Fed’s Bernanke dampens optimism

 

The dollar remained pressured on Thursday after Federal Reserve Chairman Ben Bernanke said the US economy may fall into recession in the first half of 2008, cooling hopes that the worst of the credit crisis is over.


Bernanke also told a congressional committee on Wednesday that he expects US growth to recover in the second half of the year, supported by monetary and fiscal policies already in place.

His comments reinforced market views that the Fed will cut interest rates further at its meeting later this month, traders said.

"The comments are definitely not dollar-positive and cooled optimism about the credit problems which has been spreading recently," said a senior dealer at a European bank.

"Bernanke's economic assessment is gloomy and sends a reminder that a recovery in the market's mood has been a bit too much," he said. While the dollar's bearish outlook intact, its fall may be contained in the near term by various factors such as signs of investors returning to carry trades, Japanese buying of foreign assets at the start of the new business year and short-covering of recent deep dollar selling, he said.

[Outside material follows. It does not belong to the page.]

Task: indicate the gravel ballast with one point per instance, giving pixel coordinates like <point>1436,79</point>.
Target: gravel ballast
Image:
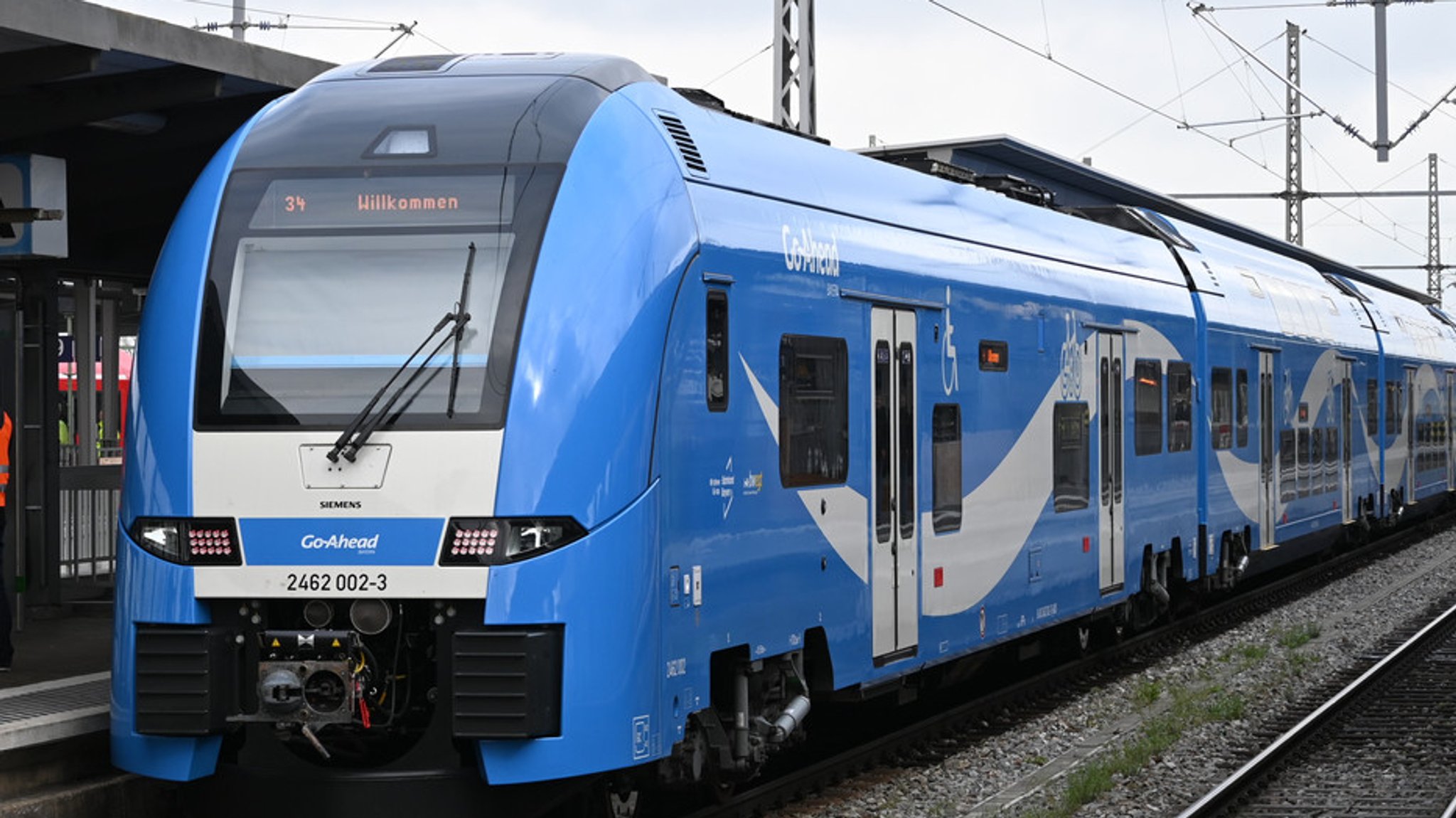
<point>1221,694</point>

The euro was slightly lower at $1.5672 compared with around $1.5685 in late Wednesday US trade. Bernanke's comments lifted the euro 0.5 per cent on Wednesday.

The dollar was steady at 1.0087 Swiss francs after falling 0.4 per cent on Bernanke's comments, while sterling kept its 0.6 per cent gain to trade around $1.9870.
The dollar was steady against the yen at 102.30

Bernanke's remarks came at a time when traders said sentiment had been improving over the credit market woes, after Lehman Brothers raised $4 billion on Tuesday to shore up its balance sheet.

Traders are now eyeing Friday's US employment report, which is expected to show the economy shed jobs in March for a third straight month.

But a report on Wednesday from ADP Employer Services surprised markets by showing the economy added 8,000 private-sector jobs in March. Economists polled by Reuters had expected a 48,000 job loss.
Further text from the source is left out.